A 24-year-old man presented to the emergency department after sustaining injury by road traffic accident. Upon arrival he was alert, but dyspnoeic. The breath sounds over the left side of the chest were decreased. Apart from minimal bruises over the anterior part of the chest and the upper abdomen there were no obvious external injuries. Abdominal examination was normal. Initial chest X-ray showed haziness in the right hemi thorax with doubtful presence of bowel loops [Figure-1]. We confirmed the diaphragmatic rupture with contrast upper gastrointestinal study [Figure- 2]. Patient was immediately taken up for emergency surgery where laparotomy and repair of the diaphragmatic rupture was done.
Diaphragmatic rupture is most commonly reported after trauma, either penetrating or blunt where the incidence is reported up to 6% . Blunt trauma caused by motor vehicle accidents and penetrating trauma from gunshot and stab wounds are the major etiologic factors in most patients. The difficulty of the diagnosis and high morbidity and mortality rates are associated with untreated cases make this clinical entity more important When diaphragmatic injuries cannot be recognized in the acute phase of the trauma, the affected structures may be strangulated into the thorax and therefore the mortality rate may increase from 20 up to 80%.
During severe abdominal trauma, a tenfold increase in pressure can occur in the abdomen, transmitting a sudden blow of kinetic energy through the domes of the hemi diaphragm. Isolated blunt traumatic diaphragmatic rupture is rare and thus might be followed by a period of weeks or months not revealing any symptoms [2, 5].Most BTDR are located on the left side in the musculo tendinous intersection [1, 3, 4]. Right BTDR are rarely described and less frequent . Herniation of colon, small bowel, or liver may occur and result in ileus, necrosis, and perforation [4, 7].
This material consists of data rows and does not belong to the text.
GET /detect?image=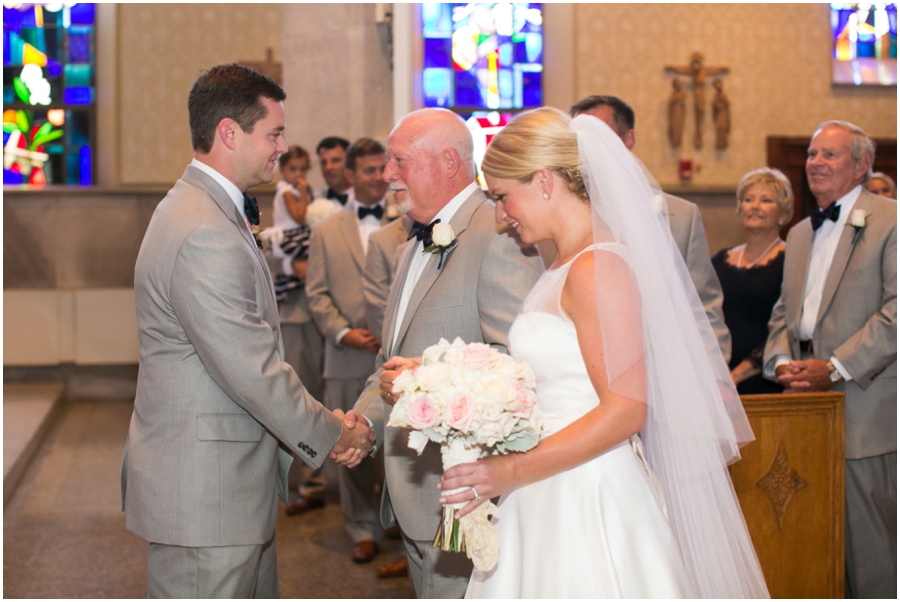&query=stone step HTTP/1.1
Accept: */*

[3,383,66,506]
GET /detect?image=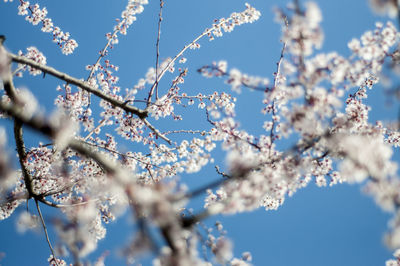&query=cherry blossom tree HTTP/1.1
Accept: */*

[0,0,400,265]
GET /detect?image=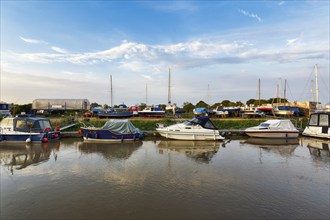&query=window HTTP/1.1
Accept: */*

[319,114,329,126]
[308,114,318,126]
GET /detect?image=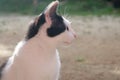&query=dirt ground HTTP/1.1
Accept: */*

[0,15,120,80]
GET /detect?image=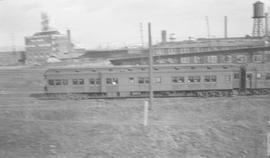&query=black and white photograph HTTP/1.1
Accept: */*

[0,0,270,158]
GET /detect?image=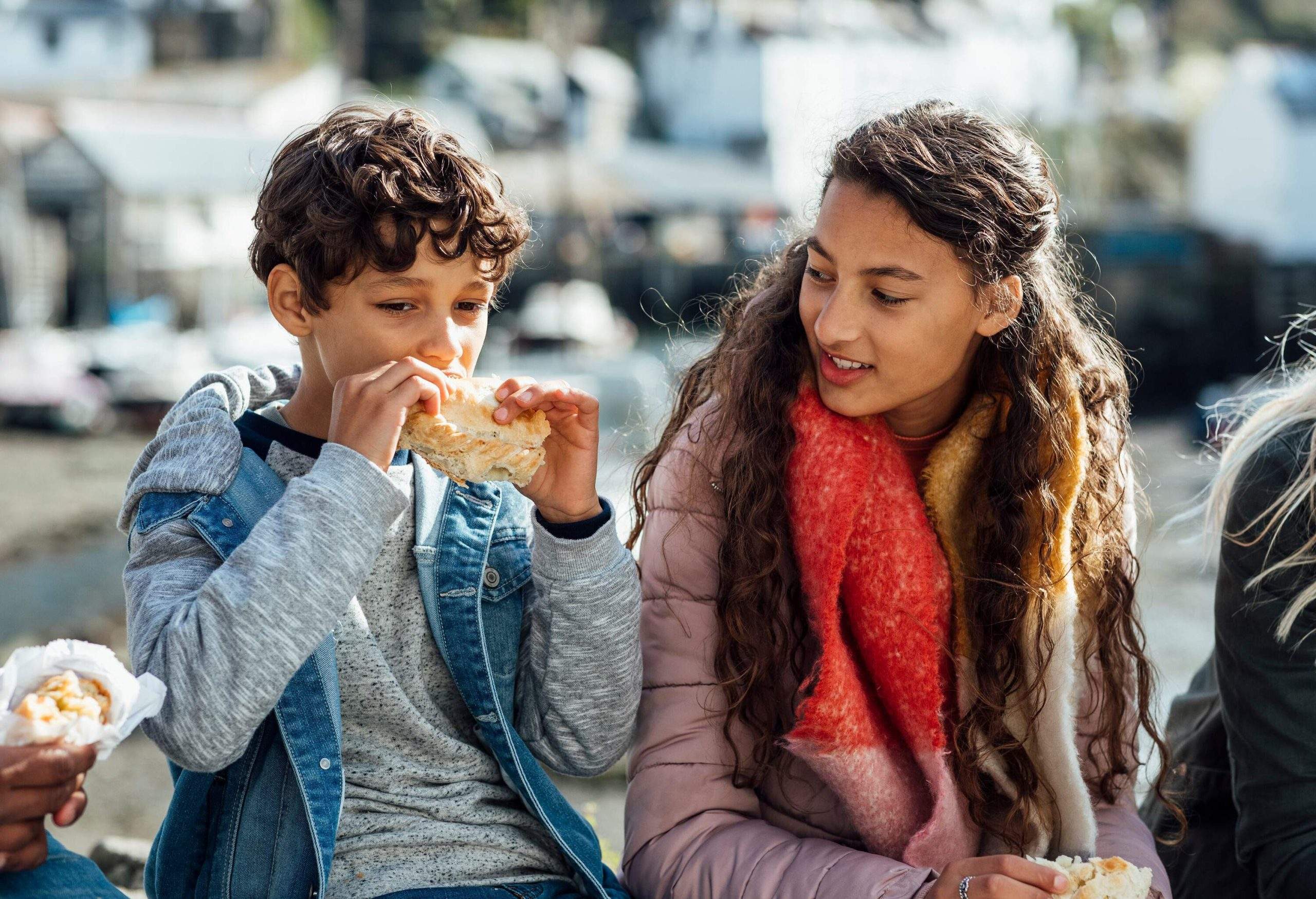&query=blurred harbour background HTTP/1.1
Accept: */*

[0,0,1316,884]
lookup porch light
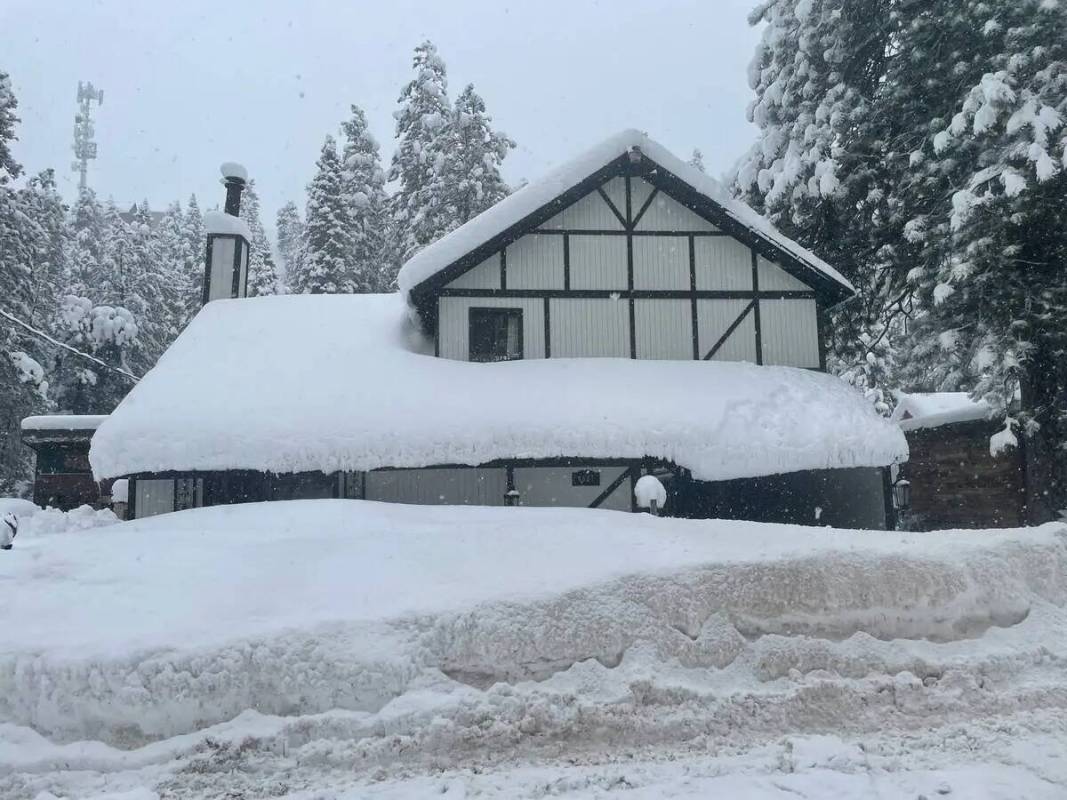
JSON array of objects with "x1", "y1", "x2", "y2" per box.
[
  {"x1": 893, "y1": 478, "x2": 911, "y2": 511},
  {"x1": 204, "y1": 162, "x2": 252, "y2": 303}
]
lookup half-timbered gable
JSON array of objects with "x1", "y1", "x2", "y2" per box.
[{"x1": 405, "y1": 134, "x2": 850, "y2": 369}]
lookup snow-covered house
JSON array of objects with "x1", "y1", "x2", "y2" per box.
[
  {"x1": 21, "y1": 414, "x2": 111, "y2": 511},
  {"x1": 91, "y1": 131, "x2": 907, "y2": 528},
  {"x1": 893, "y1": 391, "x2": 1028, "y2": 530}
]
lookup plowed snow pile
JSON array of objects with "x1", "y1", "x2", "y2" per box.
[{"x1": 0, "y1": 500, "x2": 1067, "y2": 800}]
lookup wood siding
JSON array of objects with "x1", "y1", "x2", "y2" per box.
[
  {"x1": 901, "y1": 420, "x2": 1026, "y2": 530},
  {"x1": 366, "y1": 467, "x2": 507, "y2": 506},
  {"x1": 436, "y1": 177, "x2": 823, "y2": 369},
  {"x1": 760, "y1": 300, "x2": 818, "y2": 368},
  {"x1": 514, "y1": 464, "x2": 633, "y2": 511}
]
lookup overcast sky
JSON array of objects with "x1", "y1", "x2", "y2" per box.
[{"x1": 0, "y1": 0, "x2": 759, "y2": 225}]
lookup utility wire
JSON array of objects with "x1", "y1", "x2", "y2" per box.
[{"x1": 0, "y1": 308, "x2": 141, "y2": 383}]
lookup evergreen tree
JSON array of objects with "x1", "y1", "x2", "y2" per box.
[
  {"x1": 904, "y1": 0, "x2": 1067, "y2": 519},
  {"x1": 63, "y1": 189, "x2": 105, "y2": 295},
  {"x1": 339, "y1": 106, "x2": 395, "y2": 292},
  {"x1": 153, "y1": 201, "x2": 192, "y2": 345},
  {"x1": 0, "y1": 69, "x2": 22, "y2": 183},
  {"x1": 289, "y1": 137, "x2": 359, "y2": 294},
  {"x1": 736, "y1": 0, "x2": 892, "y2": 410},
  {"x1": 240, "y1": 180, "x2": 278, "y2": 298},
  {"x1": 182, "y1": 194, "x2": 207, "y2": 327},
  {"x1": 49, "y1": 294, "x2": 137, "y2": 414},
  {"x1": 275, "y1": 201, "x2": 304, "y2": 286},
  {"x1": 738, "y1": 0, "x2": 1067, "y2": 518},
  {"x1": 388, "y1": 42, "x2": 456, "y2": 262},
  {"x1": 441, "y1": 84, "x2": 515, "y2": 227}
]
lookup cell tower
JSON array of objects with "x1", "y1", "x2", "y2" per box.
[{"x1": 70, "y1": 81, "x2": 103, "y2": 191}]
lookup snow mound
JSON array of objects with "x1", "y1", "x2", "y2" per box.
[
  {"x1": 90, "y1": 294, "x2": 907, "y2": 480},
  {"x1": 0, "y1": 497, "x2": 118, "y2": 546},
  {"x1": 0, "y1": 500, "x2": 1067, "y2": 763}
]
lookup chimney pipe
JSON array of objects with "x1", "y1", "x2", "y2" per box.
[{"x1": 219, "y1": 161, "x2": 249, "y2": 217}]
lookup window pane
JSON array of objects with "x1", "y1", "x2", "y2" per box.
[
  {"x1": 207, "y1": 236, "x2": 235, "y2": 300},
  {"x1": 469, "y1": 308, "x2": 523, "y2": 362}
]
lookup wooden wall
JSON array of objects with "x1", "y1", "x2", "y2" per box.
[{"x1": 902, "y1": 420, "x2": 1026, "y2": 530}]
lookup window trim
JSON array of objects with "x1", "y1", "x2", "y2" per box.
[
  {"x1": 571, "y1": 469, "x2": 601, "y2": 487},
  {"x1": 467, "y1": 305, "x2": 526, "y2": 364}
]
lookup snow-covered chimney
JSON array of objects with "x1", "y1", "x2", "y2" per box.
[
  {"x1": 219, "y1": 161, "x2": 249, "y2": 217},
  {"x1": 204, "y1": 161, "x2": 252, "y2": 304}
]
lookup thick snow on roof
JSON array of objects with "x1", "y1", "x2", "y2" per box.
[
  {"x1": 397, "y1": 129, "x2": 855, "y2": 293},
  {"x1": 893, "y1": 391, "x2": 989, "y2": 431},
  {"x1": 90, "y1": 294, "x2": 907, "y2": 480},
  {"x1": 22, "y1": 414, "x2": 108, "y2": 431},
  {"x1": 204, "y1": 211, "x2": 252, "y2": 242}
]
Regardless of the mechanism of the injury, the early recognition of an occult TDR usually depends on a high index of suspicion. A combination of any of the following factors should arise suspicion of TDR and prompt further diagnostic investigation: Pericostal injury, fracture of pelvis or lumbar spine reflecting a major compression of the torso, dyspnea, pain in the lower chest or upper abdomen, dullness or tympanic over the lower chest, mediastinal shift and bowel sounds in the chest should arise suspicion.
When the clinical and chest X-ray findings suggest a diaphragmatic injury, appropriate contrast GI studies may be helpful conclusive diagnostic tools for the precise diagnosis. We performed an upper GI study to reach a definitive diagnosis. Although ultrasound is a noninvasive modality, a conclusive diagnosis may be difficult particularly in the patients without herniation . CT is a reliable diagnostic tool in cases with suspected diaphragmatic injury long after the traumatic event [9, 10].
TDR is a rare injury, however it must be suspected in all trauma patients. The prompt identification of TDR depends on a high index of suspicion and careful attention to physical and chest X-ray findings initially. If high index of suspicion suspicion is attained, the diagnosis is not very difficult. Chest / abdominal X-ray and in particular cases, CT and USG improve the accuracy of diagnosis. With early diagnosis and prompt therapy, morbidity and mortality rates will be lower in patients with TDR.